[AR] Re: helium tank submerged in LOX \ Re: Re: SpaceX failure update

  • From: "Jake Anderson" <dmarc-noreply@xxxxxxxxxxxxx> (Redacted sender "jake" for DMARC)
  • To: arocket@xxxxxxxxxxxxx
  • Date: Tue, 8 Nov 2016 13:46:43 +1100

Do you actually need to move the lox? if you are trying to keep it cold could you perhaps do that through the skin of the vehicle/tank?
IE put a panel in good thermal contact with the tank (at the top of the fill level perhaps to help with stratification etc) with a LN2 loop running through it, fill your chilled lox, then switch on the lox keeper cold device.

On 08/11/16 07:10, Doug Jones wrote:

This strikes me as a no-brainer. Ground support equipment can have nearly arbitrary mass and power demand, and simply flow cold LOX through the rocket at a rate sufficient to maintain the temperature and density at the desired point. This would also obviate the crew loading vs propellant loading debate- load props first but keep the chiller going while loading the crew. No time pressure, no political issues with NASA safety culture, no liquid helium.

XCOR has experience in LOX fill conditioning equipment that is simple, inexpensive and robust. I should give Tom a call.
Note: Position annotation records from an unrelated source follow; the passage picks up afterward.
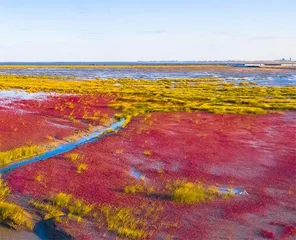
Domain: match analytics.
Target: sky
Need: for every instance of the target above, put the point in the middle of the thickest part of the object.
(147, 30)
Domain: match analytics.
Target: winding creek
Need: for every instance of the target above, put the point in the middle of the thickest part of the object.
(66, 147)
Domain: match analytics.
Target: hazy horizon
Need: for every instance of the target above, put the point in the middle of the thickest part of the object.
(129, 31)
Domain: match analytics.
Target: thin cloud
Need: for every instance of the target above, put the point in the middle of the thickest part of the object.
(272, 38)
(160, 31)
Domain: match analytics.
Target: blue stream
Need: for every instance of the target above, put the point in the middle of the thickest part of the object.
(65, 147)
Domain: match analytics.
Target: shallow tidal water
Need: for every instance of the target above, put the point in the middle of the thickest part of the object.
(285, 78)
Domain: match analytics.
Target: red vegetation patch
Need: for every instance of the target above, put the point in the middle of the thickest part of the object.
(25, 122)
(255, 153)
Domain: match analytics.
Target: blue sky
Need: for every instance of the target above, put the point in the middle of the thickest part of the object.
(130, 30)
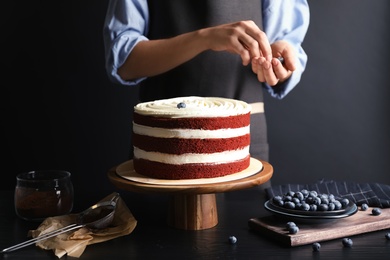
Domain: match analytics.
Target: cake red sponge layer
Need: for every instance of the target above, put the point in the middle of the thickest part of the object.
(188, 171)
(206, 123)
(181, 146)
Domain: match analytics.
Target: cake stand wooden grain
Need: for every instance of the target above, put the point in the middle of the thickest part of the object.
(193, 207)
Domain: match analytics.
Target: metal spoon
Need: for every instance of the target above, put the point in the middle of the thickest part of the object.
(97, 216)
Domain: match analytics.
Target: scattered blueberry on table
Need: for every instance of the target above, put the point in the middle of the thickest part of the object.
(347, 242)
(376, 211)
(290, 224)
(316, 246)
(293, 230)
(181, 105)
(232, 239)
(364, 207)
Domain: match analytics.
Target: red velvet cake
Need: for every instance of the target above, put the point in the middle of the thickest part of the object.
(191, 137)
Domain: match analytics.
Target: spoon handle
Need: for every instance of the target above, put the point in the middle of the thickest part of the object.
(42, 237)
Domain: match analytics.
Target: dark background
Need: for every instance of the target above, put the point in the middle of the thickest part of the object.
(59, 110)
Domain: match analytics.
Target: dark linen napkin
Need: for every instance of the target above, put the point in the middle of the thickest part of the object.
(374, 194)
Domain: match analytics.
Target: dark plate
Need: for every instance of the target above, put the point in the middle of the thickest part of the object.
(310, 216)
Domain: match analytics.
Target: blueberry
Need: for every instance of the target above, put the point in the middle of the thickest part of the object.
(337, 205)
(299, 195)
(331, 206)
(289, 205)
(316, 246)
(347, 242)
(232, 239)
(376, 211)
(181, 105)
(290, 224)
(293, 230)
(323, 207)
(364, 207)
(344, 202)
(305, 207)
(305, 193)
(277, 199)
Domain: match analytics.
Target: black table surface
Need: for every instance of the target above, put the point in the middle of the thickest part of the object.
(154, 239)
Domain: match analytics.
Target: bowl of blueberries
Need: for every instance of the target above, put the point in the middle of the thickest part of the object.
(310, 206)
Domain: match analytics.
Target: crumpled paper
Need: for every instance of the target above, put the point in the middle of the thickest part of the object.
(73, 243)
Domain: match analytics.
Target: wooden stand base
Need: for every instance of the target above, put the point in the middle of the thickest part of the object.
(193, 212)
(193, 207)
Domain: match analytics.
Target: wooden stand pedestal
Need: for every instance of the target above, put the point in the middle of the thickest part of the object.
(193, 207)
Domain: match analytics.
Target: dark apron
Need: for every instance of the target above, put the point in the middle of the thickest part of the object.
(218, 74)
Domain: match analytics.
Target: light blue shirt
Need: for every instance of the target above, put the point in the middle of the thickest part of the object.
(127, 23)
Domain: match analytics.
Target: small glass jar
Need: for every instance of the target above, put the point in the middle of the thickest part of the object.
(42, 194)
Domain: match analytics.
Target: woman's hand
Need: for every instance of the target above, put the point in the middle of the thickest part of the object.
(274, 72)
(244, 38)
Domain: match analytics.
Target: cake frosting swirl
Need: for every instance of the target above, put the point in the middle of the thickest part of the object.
(194, 107)
(191, 137)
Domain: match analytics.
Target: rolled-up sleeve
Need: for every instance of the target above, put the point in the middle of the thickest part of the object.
(289, 21)
(125, 25)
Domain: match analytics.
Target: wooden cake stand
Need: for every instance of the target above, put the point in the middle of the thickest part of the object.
(193, 206)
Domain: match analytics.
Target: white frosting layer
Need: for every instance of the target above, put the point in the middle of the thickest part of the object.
(194, 107)
(189, 133)
(217, 158)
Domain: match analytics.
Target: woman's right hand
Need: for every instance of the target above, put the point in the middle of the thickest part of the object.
(244, 38)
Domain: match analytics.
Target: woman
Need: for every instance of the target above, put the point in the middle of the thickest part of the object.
(219, 48)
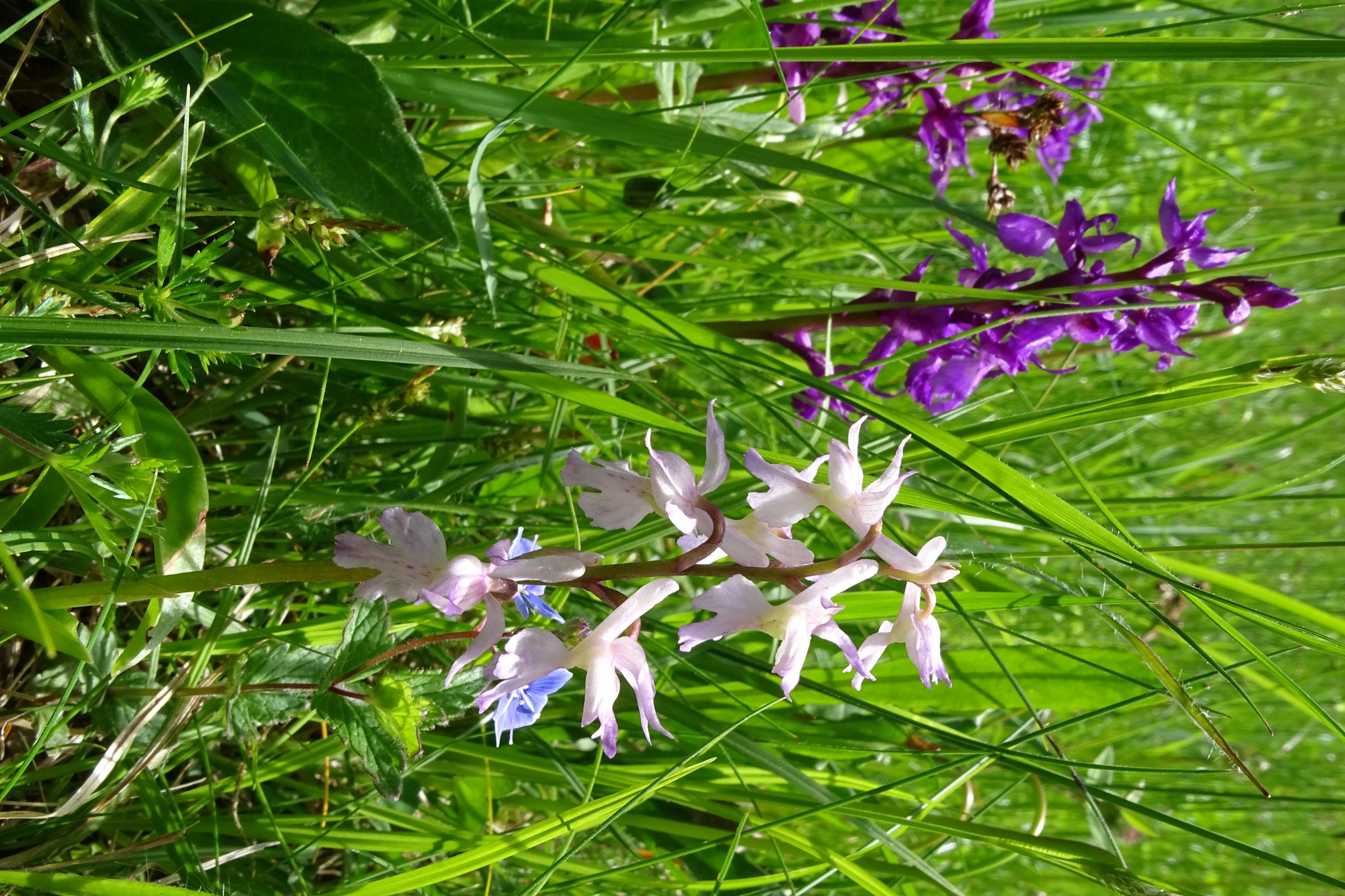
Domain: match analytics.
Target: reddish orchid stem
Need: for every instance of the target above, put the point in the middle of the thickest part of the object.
(709, 545)
(411, 645)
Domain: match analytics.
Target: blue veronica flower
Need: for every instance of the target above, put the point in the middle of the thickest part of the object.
(521, 708)
(529, 598)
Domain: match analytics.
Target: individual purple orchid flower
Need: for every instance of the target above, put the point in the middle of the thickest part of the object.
(740, 606)
(521, 708)
(529, 598)
(1187, 240)
(914, 626)
(1032, 236)
(975, 22)
(604, 653)
(943, 131)
(1056, 148)
(406, 565)
(797, 75)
Doug Jones, Chief Test Engineer
XCOR Aerospace
1325 Sabovich
Mojave CA 93501
(661) 824-4714 x117
cell 661 313-0584

On 11/7/2016 11:05 AM, Henry Spencer wrote:
eOn Mon, 7 Nov 2016, Henry Vanderbilt wrote:
The problem with that is, you can't keep subcooled LOX at stable temperature once loaded by letting some boil off. So running with subcooled LOX means a fairly rapid propellant-loading cycle - AIUI on the order of a half-hour from load start to engines lit...

There's at least one alternative: active refrigeration. Either put a heat exchanger in the tank and circulate (say) LN2 (from ground support equipment) through it, or have tank connections at both top and bottom and circulate the LOX itself through a ground heat exchanger until just before launch. It adds complications and a bit of hardware mass, but it is feasible.

(This sort of thing got looked at in some detail in the Bad Old Days, when people were seriously considering sizable rockets with liquid fluorine or FLOX as the oxidizer. Such concepts tend to come with a non-negotiable requirement that fluorine boiloff shall be zero, which means keeping the oxidizer subcooled at all times.)